Digitale Medien spielen im Alltag vieler Jugendlicher eine große Rolle. Doch was für viele Austausch, Unterhaltung und Teilhabe bedeutet, kann durch Cybermobbing schnell zum Problem werden. „Mobbing und Cybermobbing beeinträchtigen junge Menschen meist massiv in ihrem psychosozialen Wohlbefinden“, so Linda Schäff, Gesundheitsexpertin bei der AOK in Mittelfranken. Laut Deutschem Schulbarometer 2025/26 der Robert Bosch Stiftung sind bundesweit 30 Prozent der Schülerinnen und Schüler mindestens einmal im Monat davon betroffen. Für das Schulbarometer hat die Stiftung 1.507 Kinder und Jugendliche zwischen acht und 17 Jahren sowie je ein Elternteil befragt.
Generell bedeutet Mobbing, dass meist mehrere Personen einen anderen Menschen belästigen, bedrängen, diffamieren, lächerlich machen und quälen. „Beim Cybermobbing geschieht dies online, zum Beispiel per E‑Mail, in Chat-Gruppen, in den sozialen Medien oder in Online-Foren“, so Linda Schäff .Neben verbalen Angriffen kommen auch herabsetzende Fotos und Videos zum Einsatz, die häufig bearbeitet und verfälscht sind. Die digitale Umgebung verstärkt die Wirkung zusätzlich, da Inhalte gespeichert, schnell weitergeleitet und nur schwer vollständig gelöscht werden können.

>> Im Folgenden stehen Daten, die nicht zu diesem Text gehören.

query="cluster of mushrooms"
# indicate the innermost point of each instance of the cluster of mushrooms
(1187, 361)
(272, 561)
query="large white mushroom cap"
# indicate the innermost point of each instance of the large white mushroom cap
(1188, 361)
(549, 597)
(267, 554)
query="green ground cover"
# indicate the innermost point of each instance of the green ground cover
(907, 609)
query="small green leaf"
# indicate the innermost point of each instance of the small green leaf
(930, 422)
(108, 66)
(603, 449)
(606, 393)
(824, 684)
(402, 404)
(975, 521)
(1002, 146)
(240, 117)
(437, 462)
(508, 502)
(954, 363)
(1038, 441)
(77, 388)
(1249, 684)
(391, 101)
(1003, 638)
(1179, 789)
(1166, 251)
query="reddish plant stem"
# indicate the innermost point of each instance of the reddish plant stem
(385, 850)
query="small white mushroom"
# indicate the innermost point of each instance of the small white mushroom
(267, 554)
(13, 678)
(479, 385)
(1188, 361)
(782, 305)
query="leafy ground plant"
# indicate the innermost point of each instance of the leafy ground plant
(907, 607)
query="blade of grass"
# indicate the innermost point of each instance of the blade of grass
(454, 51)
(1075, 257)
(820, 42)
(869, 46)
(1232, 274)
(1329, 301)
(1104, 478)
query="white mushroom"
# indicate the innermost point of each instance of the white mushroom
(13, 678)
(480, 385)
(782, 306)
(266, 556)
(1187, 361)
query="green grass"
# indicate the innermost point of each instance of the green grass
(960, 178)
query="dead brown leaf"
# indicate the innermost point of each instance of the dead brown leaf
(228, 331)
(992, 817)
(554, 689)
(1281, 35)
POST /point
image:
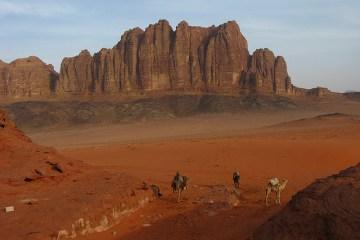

Cybermobbing gefährdet die Gesundheit
Für die Betroffenen ist Cybermobbing eine Tortur: Die andauernden Angriffe schwächen ihr Selbstvertrauen, verursachen Selbstzweifel und viele ziehen sich zurück. „Cybermobbing kann einen Menschen langfristig krank machen und verschiedene Symptome hervorrufen“. Neben körperlichen Beschwerden wie Schlafstörungen, Magen-Darm-Problemen, Herzklopfen oder Kopfschmerzen können auch ernsthafte Krankheiten wie etwa Depression oder Herz-Kreislauf-Erkrankungen entstehen.
Cybermobbing wirksam vorbeugen
Das Risiko von Cybermobbing lässt sich senken. Generell gilt, mit sensiblen Daten sparsam umzugehen. „Je mehr man preisgibt, desto angreifbarer macht man sich“, so Linda Schäff. Wer auf Online-Plattformen unterwegs ist, sollte Freundschaftsanfragen gründlich prüfen und nur gute Bekannte aus dem realen Leben akzeptieren. Dazu gehört, private Daten wie Adresse, Handynummer oder Mailadresse mit Klarnamen nur mit echten Freunden zu teilen, das Gleiche trifft auf Fotos und Videos zu. Wenn Nutzerinnen und Nutzer beleidigende oder unangemessene Inhalte schicken, kann man sie blockieren und beim Betreiber der Website melden. „Der digitale Raum ist nicht rechtsfrei: Wer sich massiv beleidigt, bedroht oder in seinen Persönlichkeitsrechten verletzt fühlt, hat die Möglichkeit, eine Strafanzeige bei der Polizei zu stellen“.
AOK unterstützt Berufsschule vor Ort
Die AOK fördert das für Berufsschulen kostenfreie Präventionsprogramm „Wir alle gegen Mobbing und Gewalt im Netz“ des „Bündnis gegen Cybermobbing e.V.“.
Die Lehrkräfte erwerben praxisnahes Wissen über die Dynamik digitaler Gewalt, rechtliche Rahmenbedingungen und Erhöhung der Handlungssicherheit in der Prävention und Intervention. Zudem unterstützt ein Expertenteam die Berufsschülerinnen und Berufsschülern mit einem Workshop. Dort lernen sie, sich selbst und andere vor Cybermobbing zu schützen und online respektvoll zu kommunizieren.
Ziel der Schulungen ist, einen nachhaltigen Kulturwandel an der Schule zu initiieren, der von der Schulleitung über das Lehrpersonal bis hin zu den Auszubildenden und ihren Eltern reicht.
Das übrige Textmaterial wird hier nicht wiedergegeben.